What I couldn’t do, however, because of my jetlag and my generally sour impression of her and of all her ambient stress, was pretend that I wanted to hear whatever she had to say. But she said it anyway:
her: “Your son is swinging that stick around.”
me: silence
her: “He could hit somebody’s eye”
me: silence
her: “The eyes. The EYES.” (now pointing at her own eye, interpreting my silence for imbecility).
me: “He’s three. Every other kid here is five. He can’t even reach their eyes.”

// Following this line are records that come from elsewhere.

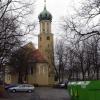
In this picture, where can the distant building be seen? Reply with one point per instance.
(43, 72)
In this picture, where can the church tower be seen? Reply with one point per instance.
(45, 41)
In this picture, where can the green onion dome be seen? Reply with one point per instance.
(45, 15)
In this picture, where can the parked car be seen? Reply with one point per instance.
(10, 85)
(22, 88)
(60, 85)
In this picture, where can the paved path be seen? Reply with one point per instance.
(40, 93)
(46, 93)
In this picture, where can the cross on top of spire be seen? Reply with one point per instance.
(44, 3)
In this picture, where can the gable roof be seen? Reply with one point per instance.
(38, 57)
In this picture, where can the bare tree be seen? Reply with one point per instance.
(12, 17)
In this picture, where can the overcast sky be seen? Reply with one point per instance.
(58, 9)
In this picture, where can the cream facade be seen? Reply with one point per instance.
(43, 72)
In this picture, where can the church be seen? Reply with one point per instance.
(44, 71)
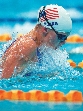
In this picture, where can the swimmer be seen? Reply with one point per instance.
(53, 27)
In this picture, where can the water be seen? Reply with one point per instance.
(19, 18)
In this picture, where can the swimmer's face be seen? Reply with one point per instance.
(52, 39)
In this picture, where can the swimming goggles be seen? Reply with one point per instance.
(61, 36)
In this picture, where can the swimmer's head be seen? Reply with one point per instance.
(55, 17)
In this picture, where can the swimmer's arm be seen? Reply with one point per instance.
(21, 48)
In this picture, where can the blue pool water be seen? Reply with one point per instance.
(21, 18)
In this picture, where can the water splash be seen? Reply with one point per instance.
(47, 73)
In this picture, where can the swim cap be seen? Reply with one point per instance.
(57, 16)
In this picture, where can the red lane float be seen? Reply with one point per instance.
(38, 95)
(74, 39)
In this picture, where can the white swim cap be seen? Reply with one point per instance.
(57, 16)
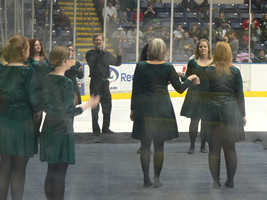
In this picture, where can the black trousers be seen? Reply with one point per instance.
(101, 87)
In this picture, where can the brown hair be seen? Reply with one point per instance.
(197, 51)
(222, 58)
(58, 55)
(12, 51)
(156, 50)
(42, 53)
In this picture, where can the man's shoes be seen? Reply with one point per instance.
(191, 150)
(96, 133)
(108, 131)
(203, 149)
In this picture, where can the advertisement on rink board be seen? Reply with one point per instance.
(121, 77)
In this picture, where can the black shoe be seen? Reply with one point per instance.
(96, 133)
(203, 149)
(191, 150)
(229, 184)
(216, 184)
(108, 131)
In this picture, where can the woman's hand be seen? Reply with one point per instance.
(194, 79)
(92, 102)
(132, 115)
(180, 74)
(244, 121)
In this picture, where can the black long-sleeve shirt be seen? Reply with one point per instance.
(99, 62)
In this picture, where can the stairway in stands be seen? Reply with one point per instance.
(84, 23)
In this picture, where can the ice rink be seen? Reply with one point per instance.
(256, 112)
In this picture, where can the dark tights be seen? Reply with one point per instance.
(215, 147)
(12, 172)
(55, 181)
(145, 158)
(193, 129)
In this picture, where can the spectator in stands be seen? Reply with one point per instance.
(119, 38)
(150, 34)
(124, 17)
(128, 5)
(187, 45)
(131, 35)
(134, 16)
(234, 44)
(206, 32)
(255, 33)
(222, 31)
(220, 19)
(165, 36)
(261, 57)
(194, 33)
(190, 6)
(264, 35)
(62, 22)
(263, 20)
(150, 15)
(245, 23)
(117, 5)
(111, 12)
(205, 8)
(178, 35)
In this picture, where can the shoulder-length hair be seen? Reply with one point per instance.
(13, 50)
(58, 55)
(42, 52)
(222, 58)
(197, 51)
(156, 50)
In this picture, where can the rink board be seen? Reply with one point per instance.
(121, 78)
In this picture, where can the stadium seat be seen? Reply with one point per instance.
(243, 16)
(229, 8)
(178, 16)
(258, 15)
(242, 8)
(176, 7)
(163, 15)
(232, 17)
(236, 26)
(160, 7)
(191, 17)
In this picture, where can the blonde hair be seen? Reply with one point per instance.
(197, 51)
(58, 55)
(156, 50)
(12, 51)
(222, 58)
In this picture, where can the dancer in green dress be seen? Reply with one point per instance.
(74, 72)
(151, 107)
(225, 113)
(18, 102)
(57, 136)
(39, 63)
(193, 103)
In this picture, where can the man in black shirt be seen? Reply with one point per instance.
(99, 61)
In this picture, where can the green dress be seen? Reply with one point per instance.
(57, 135)
(154, 117)
(72, 74)
(17, 104)
(225, 106)
(193, 102)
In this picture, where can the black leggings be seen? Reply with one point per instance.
(12, 172)
(55, 181)
(215, 147)
(145, 157)
(193, 129)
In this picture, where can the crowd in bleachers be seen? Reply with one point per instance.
(191, 23)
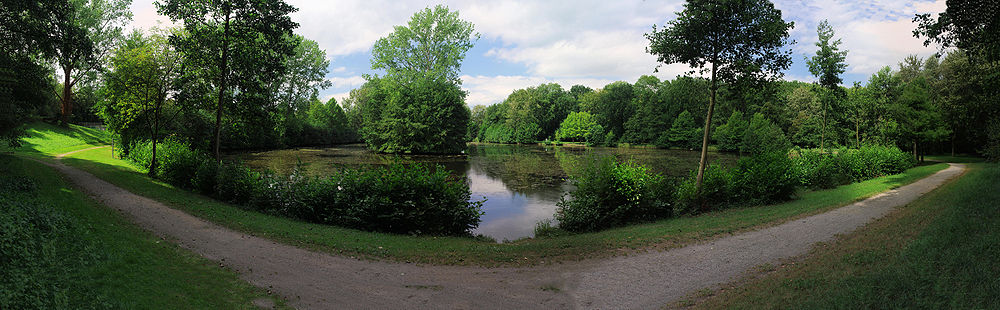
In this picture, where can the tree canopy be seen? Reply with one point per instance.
(432, 45)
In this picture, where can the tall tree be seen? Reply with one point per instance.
(418, 107)
(971, 25)
(240, 41)
(732, 39)
(137, 87)
(26, 41)
(827, 66)
(432, 44)
(85, 36)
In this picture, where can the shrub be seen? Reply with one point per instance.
(762, 179)
(610, 194)
(715, 191)
(238, 184)
(408, 199)
(759, 179)
(818, 170)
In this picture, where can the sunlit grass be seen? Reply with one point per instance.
(938, 252)
(134, 268)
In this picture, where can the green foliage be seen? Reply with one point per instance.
(422, 117)
(576, 127)
(610, 194)
(992, 147)
(684, 133)
(762, 136)
(431, 46)
(755, 180)
(406, 199)
(729, 136)
(818, 169)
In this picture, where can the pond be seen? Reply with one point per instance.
(521, 183)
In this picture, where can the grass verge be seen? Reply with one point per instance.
(467, 251)
(939, 252)
(98, 259)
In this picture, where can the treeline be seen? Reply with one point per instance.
(932, 105)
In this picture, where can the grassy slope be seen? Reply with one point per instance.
(938, 252)
(47, 139)
(450, 250)
(135, 269)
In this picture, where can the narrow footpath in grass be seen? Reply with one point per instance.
(642, 280)
(939, 252)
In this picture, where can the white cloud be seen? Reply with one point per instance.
(350, 81)
(485, 90)
(875, 33)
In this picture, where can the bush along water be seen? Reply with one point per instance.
(610, 194)
(818, 169)
(405, 199)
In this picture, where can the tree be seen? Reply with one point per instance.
(84, 36)
(827, 66)
(683, 132)
(729, 136)
(26, 41)
(431, 45)
(576, 127)
(137, 87)
(970, 25)
(239, 46)
(614, 107)
(427, 116)
(732, 39)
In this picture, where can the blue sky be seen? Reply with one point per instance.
(529, 42)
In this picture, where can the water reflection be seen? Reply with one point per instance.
(521, 184)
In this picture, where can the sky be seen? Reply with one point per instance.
(525, 43)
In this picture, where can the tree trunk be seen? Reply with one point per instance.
(223, 78)
(704, 140)
(67, 97)
(857, 133)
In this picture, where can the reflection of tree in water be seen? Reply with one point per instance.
(523, 169)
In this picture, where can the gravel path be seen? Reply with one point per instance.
(311, 280)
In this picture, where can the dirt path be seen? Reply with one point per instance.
(311, 280)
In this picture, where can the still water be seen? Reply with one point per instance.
(521, 183)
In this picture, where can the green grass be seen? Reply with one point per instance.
(47, 139)
(939, 252)
(129, 267)
(468, 251)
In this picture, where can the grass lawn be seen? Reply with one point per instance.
(47, 139)
(939, 252)
(467, 251)
(115, 263)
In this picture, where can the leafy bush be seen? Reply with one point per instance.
(818, 170)
(399, 199)
(755, 180)
(715, 191)
(238, 184)
(729, 136)
(610, 194)
(409, 199)
(870, 162)
(763, 179)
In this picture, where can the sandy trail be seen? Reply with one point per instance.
(312, 280)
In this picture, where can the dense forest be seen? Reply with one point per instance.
(256, 87)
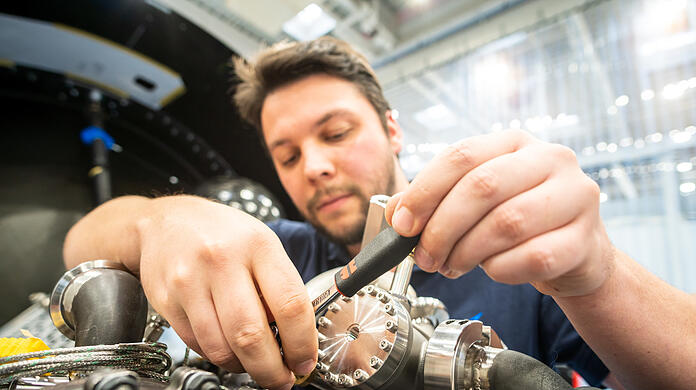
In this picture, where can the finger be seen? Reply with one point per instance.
(478, 192)
(539, 259)
(245, 326)
(543, 208)
(432, 184)
(207, 331)
(179, 322)
(287, 298)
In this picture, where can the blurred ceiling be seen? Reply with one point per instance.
(378, 29)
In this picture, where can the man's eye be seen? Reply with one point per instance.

her: “He can, too. It’s not safe.”
And so it went for a short while. I, sadly for this story, relented. I felt all the angry, uninjured eyes of the nannies and mothers and other controlniks staring at me and my boy, who is, after all, just a boy. So I told him he could take the stick home and play with it there and he seemed fine with that. He went back to playing with the bigger kids.
I should mention that my son is not new to this. He swung some sort of rubber tube around a few weeks ago and scratched his cornea (that healed on its own, thankfully). In the playground, after I took his stick away, he hit a five-year-old in the stomach and on the forehead, while playing Bad Guy. That five year old wanted his mother to make arrangements after the contact, so he told her and she told me and I told Nico that he shouldn’t hit anyone. And I do know that the moment Nico hits an older kid who doesn’t happen to be a bitchass mama’s boy, he will get hit much harder than he ever thought possible, and that will also be okay. It’s a good lesson to learn at some point.
I’m saying all this because I’m not pretending that it’s impossible that he might have hit someone with his stick. I’m saying it’s pretty damned unlikely that it would be something serious. And it’s possible that I set myself up for all of this trouble with my pre-corked resentment of the other adults. The only thing I know for certain is that kids will be fine if you just let them be kids, and I am pretty sure we are all suffering here from some enormous mind-disease when it comes to raising and protecting and coaxing and coaching and appeasing and controlling our kids. It’s intolerance toward the very nature of being a child. It’s stress that children don’t need, never asked for, and will never benefit from.